Tensions au Moyen-Orient: la crainte de l’escalade
Les communautés chiites de nombreux pays arabes ne décoléraient pas hier, après l’exécution d’une figure de l’opposition en Arabie saoudite. En soirée, celle-ci a rompu ses relations avec l’Iran
Crise temporaire ou première étape vers un conflit ouvert ? C’est la question qui se posait, hier soir, alors que l’Arabie saoudite venait d’annoncer la rupture de ses relations diplomatiques avec l’Iran, dernier épisode en date d’un regain de tension entre les deux grandes puissances ennemies du Moyen-Orient, à la suite de l’exécution en Arabie saoudite du cheikh Nimr Baqer al-Nimr, figure chiite de la contestation contre le régime. Durant la journée, déjà, cet épisode avait continué à exacerber les relations entre chiites et sunnites dans plusieurs pays arabes et suscité l’inquiétude de l’ONU, des États-Unis et de l’Union européenne. En Iran, pays à 90 % chiite et grand rival de l’Arabie saoudite, qui est elle à majorité sunnite, des centaines de personnes en colère ont attaqué à coups de cocktails Molotov, dans la nuit de samedi à dimanche, l’ambassade d’Arabie saoudite à Téhéran. Le bâtiment, dans lequel les assaillants ont réussi à pénétrer, a été partiellement détruit par le feu. Dans le même temps, le consulat saoudien à Mashhad, dans le nord-est du pays, a également été attaqué. Le procureur de Téhéran a annoncé l’arrestation de 40 manifestants à Téhéran et de 4 personnes à Mashhad.

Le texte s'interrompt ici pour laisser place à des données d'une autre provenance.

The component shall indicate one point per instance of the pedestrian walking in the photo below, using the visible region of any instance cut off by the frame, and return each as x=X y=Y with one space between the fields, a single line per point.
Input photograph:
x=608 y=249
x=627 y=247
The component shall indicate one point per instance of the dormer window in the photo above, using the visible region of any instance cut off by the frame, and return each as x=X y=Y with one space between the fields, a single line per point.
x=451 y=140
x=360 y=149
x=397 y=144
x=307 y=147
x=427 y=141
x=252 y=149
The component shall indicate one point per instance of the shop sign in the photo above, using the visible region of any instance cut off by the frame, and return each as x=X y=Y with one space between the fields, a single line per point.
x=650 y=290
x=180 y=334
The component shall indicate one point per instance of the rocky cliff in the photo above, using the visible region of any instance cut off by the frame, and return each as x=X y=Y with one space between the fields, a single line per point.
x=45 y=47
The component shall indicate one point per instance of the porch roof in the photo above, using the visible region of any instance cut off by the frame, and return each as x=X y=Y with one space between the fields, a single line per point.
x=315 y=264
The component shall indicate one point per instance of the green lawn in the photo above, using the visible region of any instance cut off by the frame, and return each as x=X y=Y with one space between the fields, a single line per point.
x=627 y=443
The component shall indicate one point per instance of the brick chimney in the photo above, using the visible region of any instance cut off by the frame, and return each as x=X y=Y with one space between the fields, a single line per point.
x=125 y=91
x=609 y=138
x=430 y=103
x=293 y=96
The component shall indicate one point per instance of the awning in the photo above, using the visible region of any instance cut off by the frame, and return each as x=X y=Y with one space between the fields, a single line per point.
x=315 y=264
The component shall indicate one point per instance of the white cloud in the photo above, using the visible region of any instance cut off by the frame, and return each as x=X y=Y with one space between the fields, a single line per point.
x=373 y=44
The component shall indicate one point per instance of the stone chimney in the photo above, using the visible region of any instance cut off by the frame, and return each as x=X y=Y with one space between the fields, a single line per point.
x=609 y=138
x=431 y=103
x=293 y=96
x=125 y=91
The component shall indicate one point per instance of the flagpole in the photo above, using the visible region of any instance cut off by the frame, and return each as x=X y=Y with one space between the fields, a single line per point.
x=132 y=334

« La main divine le vengera »
Tout en dénonçant l’exécution, le président Hassan Rohani a toutefois qualifié d’« injustifiables » ces attaques, et chargé la police diplomatique de protéger les représentations saoudiennes. De son côté, le guide suprême iranien, l’ayatollah Khamenei, a lancé hier un avertissement ressemblant à une menace à peine voilée: « Sans aucun doute, le sang de ce martyr versé injustement portera ses fruits et la main divine le vengera des dirigeants saoudiens. » Hier, un calme fragile était revenu dans la capitale iranienne, où plus d’un millier de personnes ont à nouveau défilé, mais sans incident majeur. Avant d’être dispersés par la police anti-émeutes, les manifestants ont crié « Mort à al-Saoud » et des drapeaux américains et israéliens ont été brûlés. Le royaume de Bahreïn a également été la cible de violentes manifestations. Hier, plusieurs blessés étaient à déplorer après des affrontements entre la police et des protestataires chiites, confession majoritaire dans ce pays dirigé par une dynastie sunnite.
Le Hezbollah qualifie l’Arabie de « terroriste »
Des chiites ont également manifesté en Arabie saoudite, au Yémen et en Irak, dans la ville sainte chiite de Kerbala. L’ayatollah Ali Sistani, plus haute autorité chiite de ce pays, a qualifié d’« agression » le « versement du sang pur » des exécutés. Tandis qu’au Liban, Hassan Nasrallah, chef du puissant mouvement chiite Hezbollah, allié de l’Iran, a condamné le « terrorisme » et le « despotisme » de l’Arabie saoudite. Autant de réactions qui laissent craindre le pire pour la stabilité de la région.